Polling analysis: Corbyn is a liability to Labour while TMay has returned to being an asset to the Tories

Wednesday, April 25th, 2018

The YouGov favourability trackers are just about the only polling where we can compare leaders with their parties on the same basis. The same question is asked in exactly the same form to the same sample whether people have a favourable or unfavourable opinion of CON/LAB/TMay/Corbyn.

It is also a tracker which is asked in the same form at regular intervals which means there are enough data points to examine trends.

The movement in the leader and party ratings since the general election was called just over a year ago is shown in the chart above. As can be seen Theresa May was doing better than her party but went behind after the election. Only in the past few weeks is she doing better again

    The Corbyn and Labour party figures have been consistent over the time period. Labour Party has always been viewed more favourably than its leader a situation that remains.

In the chart the unfavourable figure is subtracted from the favourable figure to give a net number in each case for each data point.

All this rather undermines the notion that is often heard by his supporters that it was Mr Corbyn rather than the party that gave the red team a better than expected result last June.

Mike Smithson


Fewer than 3 in 5 of GE2017 LAB voters prefer Corbyn as “next PM”. Maybe the magic of last June is evaporating

Saturday, April 21st, 2018

YouGov VI: CON: 43% (+3) LAB: 38% (-2) LD: 8% (-1)

There is a new YouGov poll for the Times which has the Tories moving to a 5% lead compared with the level pegging that they had a week ago.

The fieldwork took place at the start of the week and before the Windrush issue really caught hold as a big media story.

A finding that should concern LAB is that of those who voted for the party on June 8th last year fewer than three in five (58%) say they prefer Mr Corbyn as PM.

This has been declining steadily since the general election when it was in the 80s but to drop below 60% is really quite striking.
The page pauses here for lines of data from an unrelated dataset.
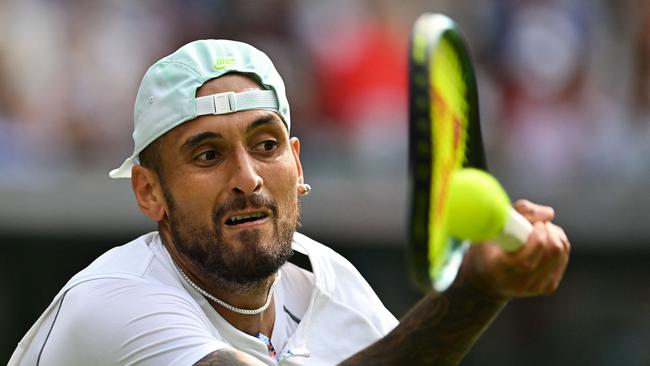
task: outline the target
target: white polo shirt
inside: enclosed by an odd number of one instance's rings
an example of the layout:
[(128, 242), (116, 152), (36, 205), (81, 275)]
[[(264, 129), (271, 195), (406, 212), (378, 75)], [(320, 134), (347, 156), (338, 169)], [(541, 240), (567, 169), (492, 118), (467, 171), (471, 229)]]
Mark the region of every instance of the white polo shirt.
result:
[(311, 271), (280, 269), (270, 335), (277, 361), (266, 342), (230, 325), (183, 280), (152, 232), (75, 275), (9, 365), (192, 365), (222, 348), (269, 365), (334, 365), (397, 325), (346, 259), (299, 233), (293, 249)]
Generally most people respond to this in polling question in line with their party choice.

No doubt Corbyn’s enthusiastic backers will try to attack the pollster and the poll but there can be no doubting the trend. After the election 80%+ of GE2017 LAB voters chose Corbyn with YouGov.

My main caveat over the polling is that the fieldwork took place early in the week before the Windrush affair was dominating the media narrative. There’s no doubt that that was bad news for Mrs May but we haven’t seen any numbers to support it.

It is a Saturday and we could see some other polls in the Sunday papers.

Mike Smithson


LAB might now be back level pegging in voting polls but Corbyn’s leader ratings should be a cause for concern

Friday, April 20th, 2018

His handling of the antisemitism issue might be driving this

The above the data comes from Opinium the only pollster which does at least a monthly survey of leader approval ratings which means that we have sufficient data points to identify trend. The last numbers were from fieldwork last week before Tuesdays antisemitism debate in the Commons which got a lot of very negative coverage ad helped to deflect a little from Mrs. May’s Windrush problem.

What is striking is the very big difference we have with the leader numbers and the trend in voting polls which have very much been stable over the last few months.

The chart of surveys since the election last June shows an initial boost for Mr Corbyn who went into positive territory. Then there was something of a decline followed by these latest numbers which might be down to the ongoing row within the Labour Party on its treatment of antisemitism.

What we do know is that if we’d been following the leader ratings rather than the voter poll movements before the last election the result would have been less of a shock. Corbyn’s were improving and May’s declining in the run up to polling day. It was the same at the 2015 election when although the voting polls were relatively level Ed Miliband trailed badly on the leader ratings.

In fact in all recent elections when the voting polls got it wrong the leader ratings were better pointers.